Why So Many Job Requirements are Bullshit

Published: May 03, 2020

A data entry job that requires you to be able to lift 50lbs over your head. A programming job that requires you to have a valid driver’s license, while never leaving the office. An email sent from an HR rep on the other side of the country, sent well after 5pm saying that the job you applied for can’t be done remotely because of the need for face‐to‐face, real‐time communication.

These aren’t job requirements, they’re filters meant to weed out “undesirable” candidates using criteria they otherwise couldn’t (legally) get away with. You can’t ask someone “are you poor?” but you can sure as hell ask if they have reliable transportation and check their credit score. You can’t reject someone because they’re disabled, but you can require them to be able to do some physical task that is completely unrelated to the job they’re applying for.

And while a lot of these hiring practices have been going on for a long time, COVID‐19 has put a spotlight on one in particular: remote work. For years, disabled folks have been told that the job they’re applying for or working at just can’t be done remotely. “Nothing beats face‐to‐face collaboration!” they say as they attach a powerpoint deck to an email, asking for feedback and for their coworker to update the deck with their half of the slides.

Some companies will even go so far as to list work‐from‐home “flex days” as a perk they offer. How the fuck is being able to do a job from more than one location a perk? Also, isn’t this a tacit admission that your office is terrible? If not, then why is it a benefit to not work from there?

It’s all bullshit. And now with companies being forced to allow work from home, everyone can finally see it. It was never about collaboration, it was about control. Companies are inherently distrustful of their employees and want to keep them in an environment they can monitor. After all, if you’re at work, you must also be working, right?

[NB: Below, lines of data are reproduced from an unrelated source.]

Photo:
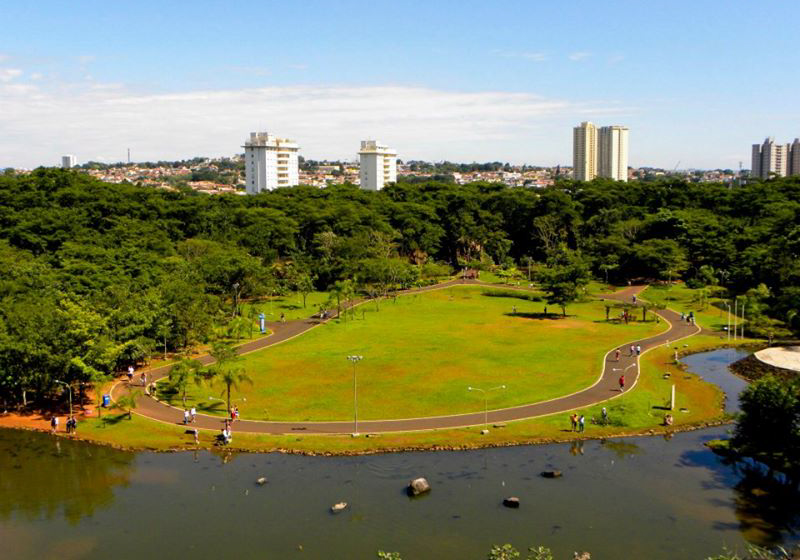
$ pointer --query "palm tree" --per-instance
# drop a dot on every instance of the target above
(127, 404)
(232, 377)
(184, 371)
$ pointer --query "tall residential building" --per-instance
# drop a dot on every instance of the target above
(378, 165)
(794, 157)
(584, 152)
(269, 162)
(612, 152)
(770, 158)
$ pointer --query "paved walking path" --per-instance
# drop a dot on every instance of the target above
(605, 388)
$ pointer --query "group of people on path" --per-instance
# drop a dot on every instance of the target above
(635, 349)
(578, 422)
(71, 425)
(142, 378)
(189, 415)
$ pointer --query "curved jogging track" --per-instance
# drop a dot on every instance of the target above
(605, 388)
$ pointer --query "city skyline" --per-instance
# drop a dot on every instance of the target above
(466, 82)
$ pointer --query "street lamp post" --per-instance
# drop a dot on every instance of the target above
(69, 388)
(355, 359)
(486, 401)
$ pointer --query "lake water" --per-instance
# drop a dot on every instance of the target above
(651, 498)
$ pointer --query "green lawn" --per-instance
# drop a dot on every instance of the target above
(422, 351)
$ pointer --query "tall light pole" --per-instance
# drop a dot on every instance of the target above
(355, 359)
(69, 388)
(486, 401)
(728, 305)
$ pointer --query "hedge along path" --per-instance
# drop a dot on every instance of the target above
(604, 389)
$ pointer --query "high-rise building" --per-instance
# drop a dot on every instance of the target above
(584, 152)
(770, 159)
(794, 157)
(270, 162)
(612, 152)
(378, 165)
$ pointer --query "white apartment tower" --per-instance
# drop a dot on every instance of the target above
(771, 158)
(794, 157)
(378, 165)
(270, 162)
(612, 152)
(584, 152)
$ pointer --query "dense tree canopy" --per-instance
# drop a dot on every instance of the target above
(93, 276)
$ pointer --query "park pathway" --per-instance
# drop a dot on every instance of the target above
(605, 388)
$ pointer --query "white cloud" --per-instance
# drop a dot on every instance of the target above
(527, 55)
(102, 120)
(8, 74)
(579, 56)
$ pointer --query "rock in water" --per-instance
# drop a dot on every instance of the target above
(418, 486)
(336, 508)
(512, 502)
(552, 474)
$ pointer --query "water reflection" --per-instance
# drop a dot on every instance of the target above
(42, 477)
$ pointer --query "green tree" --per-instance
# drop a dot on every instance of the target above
(768, 427)
(182, 373)
(565, 275)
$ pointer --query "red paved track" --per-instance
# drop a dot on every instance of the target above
(604, 389)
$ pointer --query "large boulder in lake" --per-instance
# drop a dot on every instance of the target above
(511, 502)
(418, 486)
(552, 474)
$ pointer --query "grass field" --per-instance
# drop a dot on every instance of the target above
(422, 351)
(635, 412)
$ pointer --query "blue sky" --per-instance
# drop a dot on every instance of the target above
(697, 82)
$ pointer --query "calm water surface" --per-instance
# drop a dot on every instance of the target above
(630, 498)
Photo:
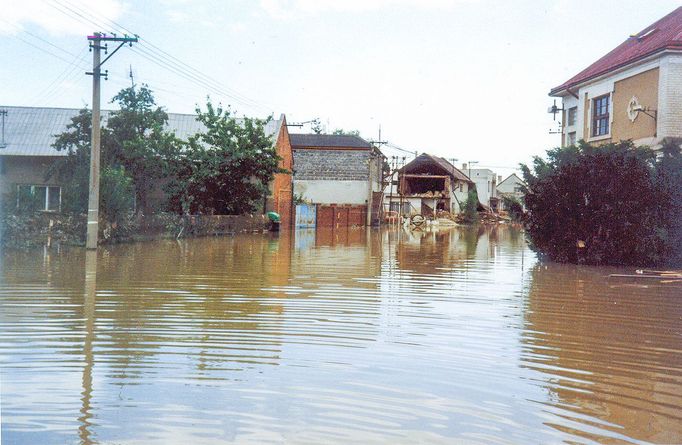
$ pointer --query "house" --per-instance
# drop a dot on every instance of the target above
(27, 153)
(633, 92)
(339, 174)
(427, 184)
(486, 185)
(511, 186)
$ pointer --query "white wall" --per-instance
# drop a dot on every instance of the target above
(320, 191)
(485, 181)
(605, 85)
(669, 122)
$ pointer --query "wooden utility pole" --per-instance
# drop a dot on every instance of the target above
(93, 191)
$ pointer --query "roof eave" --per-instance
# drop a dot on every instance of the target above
(563, 90)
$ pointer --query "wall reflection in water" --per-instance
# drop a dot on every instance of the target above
(333, 336)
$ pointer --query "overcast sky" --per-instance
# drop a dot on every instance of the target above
(465, 79)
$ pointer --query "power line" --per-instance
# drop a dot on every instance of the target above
(165, 55)
(160, 57)
(67, 74)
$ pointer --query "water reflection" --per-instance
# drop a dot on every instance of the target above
(333, 336)
(612, 354)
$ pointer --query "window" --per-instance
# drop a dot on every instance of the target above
(39, 197)
(600, 116)
(572, 115)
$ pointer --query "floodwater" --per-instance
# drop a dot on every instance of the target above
(351, 336)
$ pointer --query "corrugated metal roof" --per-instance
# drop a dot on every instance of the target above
(424, 164)
(328, 140)
(30, 131)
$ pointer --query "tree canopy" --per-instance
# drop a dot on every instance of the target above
(226, 168)
(604, 204)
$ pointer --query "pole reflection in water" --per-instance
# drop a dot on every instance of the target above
(334, 336)
(89, 308)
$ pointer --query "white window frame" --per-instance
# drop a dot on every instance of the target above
(46, 204)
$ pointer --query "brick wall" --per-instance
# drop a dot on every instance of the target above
(281, 191)
(335, 165)
(670, 98)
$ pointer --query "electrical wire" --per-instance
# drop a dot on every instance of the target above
(167, 56)
(159, 57)
(66, 74)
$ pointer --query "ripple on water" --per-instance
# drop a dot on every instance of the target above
(360, 337)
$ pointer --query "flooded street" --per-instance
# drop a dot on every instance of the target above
(354, 336)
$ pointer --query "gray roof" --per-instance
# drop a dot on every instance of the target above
(30, 131)
(328, 140)
(427, 164)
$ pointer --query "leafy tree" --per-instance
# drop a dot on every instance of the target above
(316, 126)
(73, 171)
(139, 143)
(135, 154)
(225, 169)
(513, 206)
(597, 205)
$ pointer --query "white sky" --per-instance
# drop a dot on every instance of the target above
(465, 79)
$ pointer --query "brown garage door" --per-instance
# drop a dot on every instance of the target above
(340, 216)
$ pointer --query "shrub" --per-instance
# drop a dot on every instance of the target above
(513, 207)
(600, 205)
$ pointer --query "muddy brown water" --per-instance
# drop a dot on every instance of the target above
(350, 336)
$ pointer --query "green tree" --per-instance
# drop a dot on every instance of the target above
(226, 168)
(597, 205)
(138, 142)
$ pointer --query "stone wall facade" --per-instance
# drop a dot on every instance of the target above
(331, 165)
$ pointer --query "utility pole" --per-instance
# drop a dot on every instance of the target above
(3, 113)
(93, 192)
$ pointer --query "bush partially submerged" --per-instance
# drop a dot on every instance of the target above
(611, 204)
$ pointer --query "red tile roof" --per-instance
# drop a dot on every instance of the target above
(666, 33)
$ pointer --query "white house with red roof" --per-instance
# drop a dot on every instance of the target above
(633, 92)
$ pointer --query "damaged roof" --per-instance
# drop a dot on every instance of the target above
(429, 164)
(665, 34)
(31, 131)
(328, 141)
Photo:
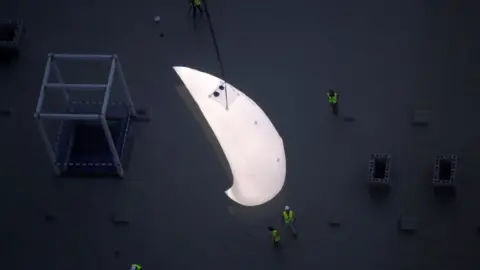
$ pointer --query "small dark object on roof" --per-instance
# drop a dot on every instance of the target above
(445, 170)
(10, 34)
(407, 224)
(50, 217)
(5, 112)
(379, 169)
(120, 218)
(421, 117)
(143, 115)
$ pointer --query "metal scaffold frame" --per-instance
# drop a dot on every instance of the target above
(52, 67)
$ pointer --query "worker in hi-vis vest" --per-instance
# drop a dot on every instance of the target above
(135, 267)
(195, 5)
(275, 235)
(333, 101)
(289, 219)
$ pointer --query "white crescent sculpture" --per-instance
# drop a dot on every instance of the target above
(251, 144)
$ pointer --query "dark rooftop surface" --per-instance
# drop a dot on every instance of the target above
(385, 58)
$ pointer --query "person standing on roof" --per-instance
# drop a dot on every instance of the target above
(135, 267)
(289, 220)
(196, 5)
(275, 235)
(333, 101)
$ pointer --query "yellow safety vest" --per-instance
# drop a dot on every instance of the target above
(136, 266)
(332, 99)
(288, 216)
(275, 236)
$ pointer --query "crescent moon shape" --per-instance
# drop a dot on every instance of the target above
(251, 144)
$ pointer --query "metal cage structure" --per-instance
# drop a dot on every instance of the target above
(85, 126)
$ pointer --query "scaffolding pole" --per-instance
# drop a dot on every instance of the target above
(88, 57)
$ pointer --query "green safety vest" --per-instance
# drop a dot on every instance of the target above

I think that companies are going to have a reckoning when all of this is over. For months, the majority (if not all) of their employees have been working from home. Why the hell would said employees ever want to go back? Who would choose an hour commute in a car or crowded bus over a 10 second walk to a home office or a 5 minute stroll to a coffee shop? And, if companies can show caring and understanding about someone needing to juggle work and childcare, why can’t they show the same understanding with someone trying to juggle work and their health? And to be clear, I’m not saying that companies should lower their expectations for disabled employees or applicants. I’m saying they should judge everyone by the quality of the work they produce, not by when, where, or how long they worked.